EDIT: Thanks to Paul McGuire, we can concoct a truly elegant solution by setting Identifier to the following:
Identifier = Combine(Word(alphanums) +
ZeroOrMore('_' + ~Parameter + Word(alphanums)))
Let's inspect how this works. First, ignore the outer Combine; we'll get to this later. Starting with Word(alphanums) we know we'll get the 'ABC' part of the reference string, 'ABC_123_SPEED_X 123'. It's important to note that we didn't allow the "word" to contain underscores in this case. We build that separately in to the logic.
Next, we need to capture the '_123' part without also sucking in '_SPEED_X'. Let's also skip over ZeroOrMore at this point and return to it later. We start with the underscore as a Literal, but we can shortcut with just '_', which will get us the leading underscore, but not all of '_123'. Instictively, we would place another Word(alphanums) to capture the rest, but that's exactly what will get us in trouble by consuming all of the remaining '_123_SPEED_X'. Instead, we say, "So long as what follows the underscore is not the Parameter, parse that as part of my Identifier. We state that in pyparsing terms as '_' + ~Parameter + Word(alphanums). Since we assume we can have an arbitrary number of underscore + WordButNotParameter repeats, we wrap that expression a ZeroOrMore construct. (If you always expect at least underscore + WordButNotParameter following the initial, you can use OneOrMore.)
Finally, we need to wrap the initial Word and the special underscore + Word repeats together so that it's understood they are contiguous, not separated by whitespace, so we wrap the whole expression up in a Combine construct. This way 'ABC _123_SPEED_X' will raise a parse error, but 'ABC_123_SPEED_X' will parse correctly.
Note also that I had to change Keyword to Literal because the ways of the former are far too subtle and quick to anger. I do not trust Keywords, nor could I get matching with them.
If you are sure that the identifier never ends with an underscore, you can enforce it in the definition:
from pyparsing import *
my_string = 'ABC_123_SPEED_X 123'
Identifier = Combine(Word(alphanums) + Literal('_') + Word(alphanums))
Parameter = Literal('SPEED_X') | Literal('SPEED_Y') | Literal('SPEED_Z')
Value = Word(nums)
Entry = Identifier + Literal('_').suppress() + Parameter + Value
tokens = Entry.parseString(my_string)
print tokens # prints: ['ABC_123', 'SPEED_X', '123']

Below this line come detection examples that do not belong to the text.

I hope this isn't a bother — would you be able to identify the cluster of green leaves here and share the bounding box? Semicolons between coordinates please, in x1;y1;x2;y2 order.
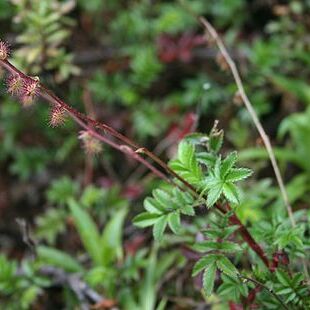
134;188;195;241
134;127;251;295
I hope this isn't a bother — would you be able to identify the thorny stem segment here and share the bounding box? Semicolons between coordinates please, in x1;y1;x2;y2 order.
198;17;309;279
0;60;270;268
199;17;296;227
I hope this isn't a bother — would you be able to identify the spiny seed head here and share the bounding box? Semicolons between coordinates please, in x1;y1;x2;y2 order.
6;74;23;95
50;106;66;127
21;78;39;107
79;130;102;155
0;40;10;60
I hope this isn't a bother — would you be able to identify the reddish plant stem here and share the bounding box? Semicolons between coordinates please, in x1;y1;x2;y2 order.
0;60;272;271
216;204;274;272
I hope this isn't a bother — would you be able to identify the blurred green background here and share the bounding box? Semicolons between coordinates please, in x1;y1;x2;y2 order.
0;0;310;309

If it's not the case but if the identifier length is fixed you can define Identifier like this:
Identifier = Word( alphanums + '_' , exact=7)
You can also parse the identifier and parameter as one token, and split them in a parse action:
from pyparsing import *
import re
def split_ident_and_param(tokens):
mo = re.match(r"^(.*?_.*?)_(.*?_.*?)$", tokens[0])
return [mo.group(1), mo.group(2)]
ident_and_param = Word(alphanums + "_").setParseAction(split_ident_and_param)
value = Word(nums)
entry = ident_and_param + value
print entry.parseString("APC_123_SPEED_X 123")
The example above assumes that the identifiers and parameters always have the format XXX_YYY (containing one single underscore).
If this is not the case, you need to adjust the split_ident_and_param() method.
This answers a question that you probably have also asked yourself: "What's a real-world application for reduce?):
>>> keys = ['CAT', 'DOG', 'HORSE', 'DEER', 'RHINOCEROS']
>>> p = reduce(lambda x, y: x | y, [Keyword(x) for x in keys])
>>> p
{{{{"CAT" | "DOG"} | "HORSE"} | "DEER"} | "RHINOCEROS"}
Edit:
This was a pretty good answer to the original question. I'll have to work on the new one.
Further edit:
I'm pretty sure you can't do what you're trying to do. The parser that pyparsing creates doesn't do lookahead. So if you tell it to match Word(alphanums + '_'), it's going to keep matching characters until it finds one that's not a letter, number, or underscore.